Early this month, a bill was filed in the Senate to amend the Telecommuting Law to provide ₱1,000 for employees working remotely, which will be used to cover utility expenses. (Read: Technology and working from home, during the time of COVID-19)

This, however, comes with limitations. For one, the law only covers work that can be done with using telecommunication and computers, effectively excluding purely manual laborers.

In a January 2018 report from the Philippine Statistics Authority, over 25.6% of workers in the Philippines fall under “elementary occupations,” that is, jobs that involve considerable physical effort, while 13.5% work in the agriculture, forestry and fishing industries.

The future of remote work

The coronavirus hasn’t just infected over 16 million people worldwide (and caused more than 657,000 deaths), according to data from Johns Hopkins University, it’s also changed how people do work.
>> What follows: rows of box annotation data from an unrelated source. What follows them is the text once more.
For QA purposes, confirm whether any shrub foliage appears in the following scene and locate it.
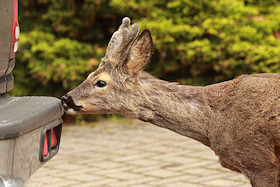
[14,0,280,96]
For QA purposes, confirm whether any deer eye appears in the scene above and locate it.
[96,80,107,88]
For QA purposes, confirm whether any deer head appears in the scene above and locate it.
[61,17,153,115]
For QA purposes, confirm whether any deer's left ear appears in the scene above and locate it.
[127,29,153,75]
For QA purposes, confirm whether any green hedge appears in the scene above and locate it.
[13,0,280,97]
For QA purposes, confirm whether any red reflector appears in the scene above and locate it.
[43,134,49,156]
[51,128,57,147]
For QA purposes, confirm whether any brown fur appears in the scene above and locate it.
[62,17,280,187]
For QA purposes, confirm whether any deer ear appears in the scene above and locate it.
[127,29,153,75]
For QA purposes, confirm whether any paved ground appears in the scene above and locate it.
[25,120,250,187]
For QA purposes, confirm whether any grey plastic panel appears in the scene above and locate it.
[0,95,64,139]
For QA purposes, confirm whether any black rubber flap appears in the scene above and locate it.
[0,96,64,139]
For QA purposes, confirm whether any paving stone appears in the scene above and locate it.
[25,121,250,187]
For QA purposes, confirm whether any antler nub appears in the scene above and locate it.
[105,17,139,66]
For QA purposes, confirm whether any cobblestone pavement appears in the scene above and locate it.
[25,120,250,187]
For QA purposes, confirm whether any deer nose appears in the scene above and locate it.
[61,94,83,111]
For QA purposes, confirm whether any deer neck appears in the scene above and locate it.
[120,72,210,146]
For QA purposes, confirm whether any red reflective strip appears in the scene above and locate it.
[44,134,49,156]
[51,128,57,147]
[10,0,18,59]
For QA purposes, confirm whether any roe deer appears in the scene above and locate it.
[62,17,280,187]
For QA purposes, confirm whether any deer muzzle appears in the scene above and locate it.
[61,94,83,115]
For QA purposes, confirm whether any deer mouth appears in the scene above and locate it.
[61,95,83,115]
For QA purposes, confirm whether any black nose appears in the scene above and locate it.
[61,94,83,111]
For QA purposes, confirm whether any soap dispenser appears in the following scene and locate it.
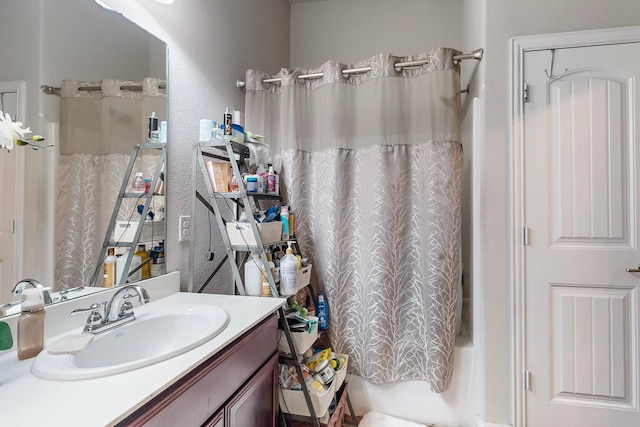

While it has crushed brick-and-mortar businesses, it’s been beneficial for online businesses, especially in the Philippines. A recent report by Hootsuite and We Are Social revealed a 23% increase in online shopping activity, as well as a 64% increase in time spent on social media.

Experts predict that telecommute—and remote work, in general—will be here to stay. More companies are looking to a future where their people will report to work using a computer. On Monday, Google became the first major company to allow remote work arrangements until July 2021, a move that will affect its 200,000 employees.

“I know it hasn’t been easy,” wrote CEO Sundar Pichai, according to The Wall Street Journal, which first broke the news. “I hope this will offer the flexibility you need to balance work with taking care of yourselves and your loved ones over the next 12 months.”

Siemens, one of the largest industrial manufacturers in Europe, has also announced that its employees can work remotely on certain days under its new normal working model.

Indeed, COVID-19 has changed how we live and work. With remote work looking to stay long after the pandemic, it’s high time for us to do what we can to improve productivity and allow us to thrive in a post-pandemic world.